Stendhal, La chartreuse de Parme
1
Janine Simonian looked in her bedroom mirror and wondered why she hadn’t gone mad.
It wa
s the same gilt-framed, silver-flaked glass which had faithfully recorded her image since she’d first had to climb on the bed to look into it. Now it showed what could easily have been the picture of a madwoman. Thin by nature, emaciated by malnutrition, her face was now positively cadaverous through grief, and her neglected hair hung in knots and tangles over her sparrow-boned shoulders.
But she knew she was sane. As long as the children were alive she would shun the tempting path down into madness. And the children were alive. She knew it with the same certainty she had felt about Jean-Paul during those long months of silence.
But even the firmest faith requires a sign.
During the past weeks she had gone everywhere, confronted everyone, in search of this sign. Curiously the Germans had received her more courteously than the French. Christian Valois must have told Les Pêcheurs of disturbing her in bed with Mai, and it was evident that her other meetings with the man, or at least a man, hadn’t gone unobserved, and had only gone unreported because Jean-Paul wasn’t the kind of man you called a cuckold to his face.
So any sympathy felt at the loss of her children was compounded by the feeling that she’d brought it on herself.

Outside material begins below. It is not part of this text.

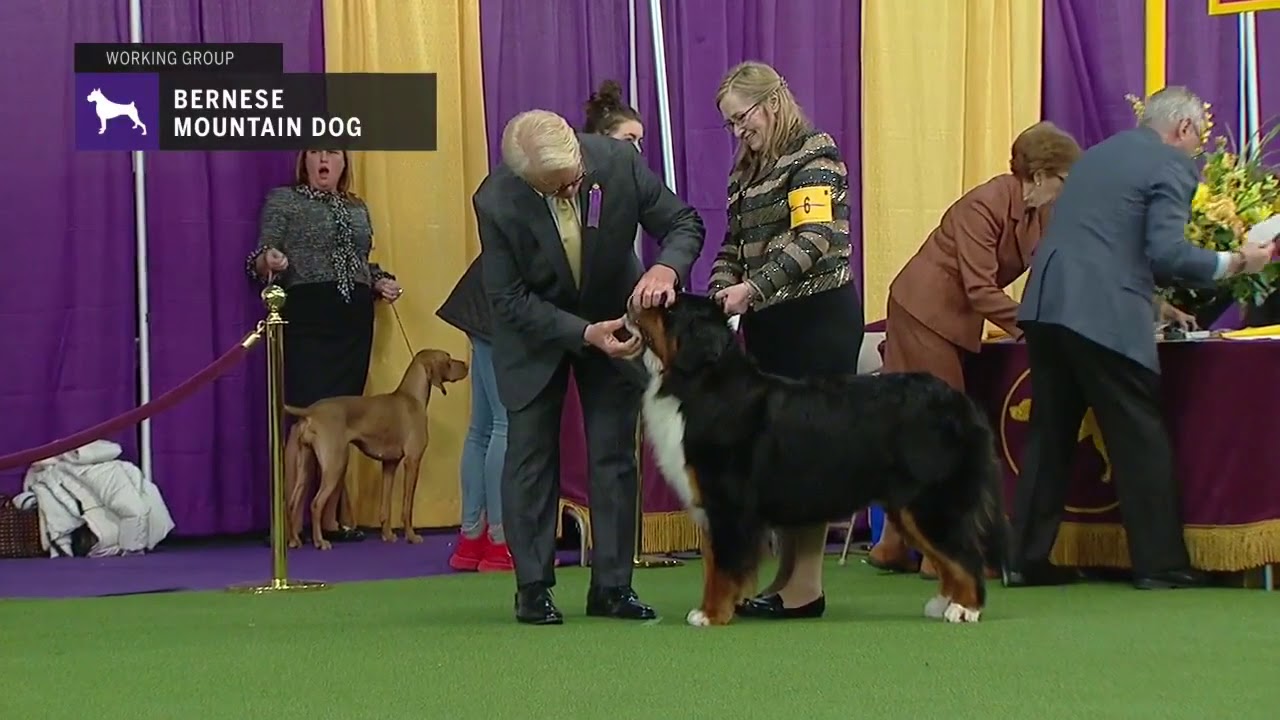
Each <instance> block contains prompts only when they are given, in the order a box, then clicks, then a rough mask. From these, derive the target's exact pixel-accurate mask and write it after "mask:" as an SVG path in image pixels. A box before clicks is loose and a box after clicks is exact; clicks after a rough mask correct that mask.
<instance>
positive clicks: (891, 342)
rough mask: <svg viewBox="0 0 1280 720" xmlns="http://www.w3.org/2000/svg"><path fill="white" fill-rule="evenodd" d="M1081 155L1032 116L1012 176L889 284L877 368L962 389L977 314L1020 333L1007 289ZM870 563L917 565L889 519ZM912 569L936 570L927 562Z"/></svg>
mask: <svg viewBox="0 0 1280 720" xmlns="http://www.w3.org/2000/svg"><path fill="white" fill-rule="evenodd" d="M1079 155H1080V146H1079V145H1076V142H1075V140H1073V138H1071V136H1070V135H1068V133H1065V132H1062V131H1060V129H1059V128H1057V127H1055V126H1053V124H1052V123H1037V124H1034V126H1032V127H1030V128H1028V129H1025V131H1023V133H1021V135H1019V136H1018V138H1016V140H1014V146H1012V151H1011V158H1010V160H1009V169H1010V172H1009V173H1006V174H1002V176H997V177H995V178H992V179H989V181H987V182H986V183H983V184H980V186H978V187H975V188H973V190H970V191H969V192H968V193H965V196H964V197H961V199H960V200H956V201H955V204H954V205H951V208H948V209H947V211H946V213H943V215H942V220H941V222H940V223H938V227H937V228H934V231H933V232H932V233H929V237H928V238H927V240H925V241H924V245H923V246H920V250H919V251H918V252H916V254H915V256H914V258H911V260H909V261H908V263H906V266H904V268H902V272H900V273H899V274H897V277H896V278H895V279H893V283H892V284H891V286H890V291H888V309H887V310H888V313H887V316H886V324H884V333H886V337H884V368H883V372H884V373H910V372H923V373H933V374H934V375H937V377H938V378H941V379H943V380H946V382H947V383H948V384H950V386H951V387H955V388H957V389H961V391H963V389H964V369H963V360H964V354H966V352H978V350H979V348H980V343H982V327H983V320H991V322H992V323H993V324H995V325H996V327H998V328H1000V329H1002V331H1005V332H1006V333H1009V336H1010V337H1012V338H1015V340H1016V338H1019V337H1021V334H1023V333H1021V331H1019V329H1018V323H1016V316H1018V302H1016V301H1015V300H1012V299H1011V297H1009V296H1007V295H1005V292H1004V288H1005V287H1007V286H1009V284H1010V283H1011V282H1014V281H1015V279H1018V277H1019V275H1021V274H1023V273H1024V272H1025V270H1027V268H1028V266H1029V265H1030V261H1032V252H1033V251H1034V250H1036V245H1037V243H1038V242H1039V238H1041V234H1042V232H1043V229H1044V228H1046V227H1047V225H1048V211H1050V206H1051V204H1052V202H1053V201H1055V200H1056V199H1057V196H1059V193H1060V192H1061V191H1062V181H1064V179H1065V178H1066V173H1068V170H1069V169H1070V167H1071V164H1073V163H1074V161H1075V159H1076V158H1079ZM868 562H869V564H870V565H874V566H876V568H881V569H883V570H895V571H904V573H914V571H915V570H916V564H915V561H914V560H913V557H911V553H910V551H909V548H908V547H906V543H905V542H904V541H902V537H901V536H900V534H899V532H897V528H895V527H893V525H892V523H890V521H887V520H886V523H884V533H883V536H882V537H881V541H879V542H878V543H877V544H876V547H873V548H872V551H870V555H869V556H868ZM919 570H920V573H922V574H925V575H932V574H933V571H932V568H929V566H928V564H927V562H925V565H924V566H920V568H919Z"/></svg>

Even Henri, good-natured, solid Henri, couldn’t keep the coldness out of his voice as he regretted that none of his Resistance contacts had been able to find any trace of the kids and suggested that for her own good, in the present temper of the city, she’d do well to take a long vacation.
She had in fact travelled to Lyon, not for a holiday or a refuge, but in search of that faith-bolstering sign. All she learned there was that Lucien Laurentin had been shot and Mireille was still imprisoned. Yes, there had been a pair of Yid kids at Montluc some weeks back, but they’d been transported long since. Where? Where the hell did she think!
She returned to Paris and resumed her rounds, meeting everywhere with the same unhelpful courtesy. The fact that the Germans did not seem interested in arresting or even harassing her, the widow of a notorious Jewish Resistant, was not going unnoticed, except by herself. She had no time for any diversion of thought from her search for information, for hope. She went everywhere, the Majestic, the Avenue Foch, even the Lutétia where she demanded to see Günter Mai once more. They held her at the entrance for more than an hour, then told her that Captain Mai had been transferred.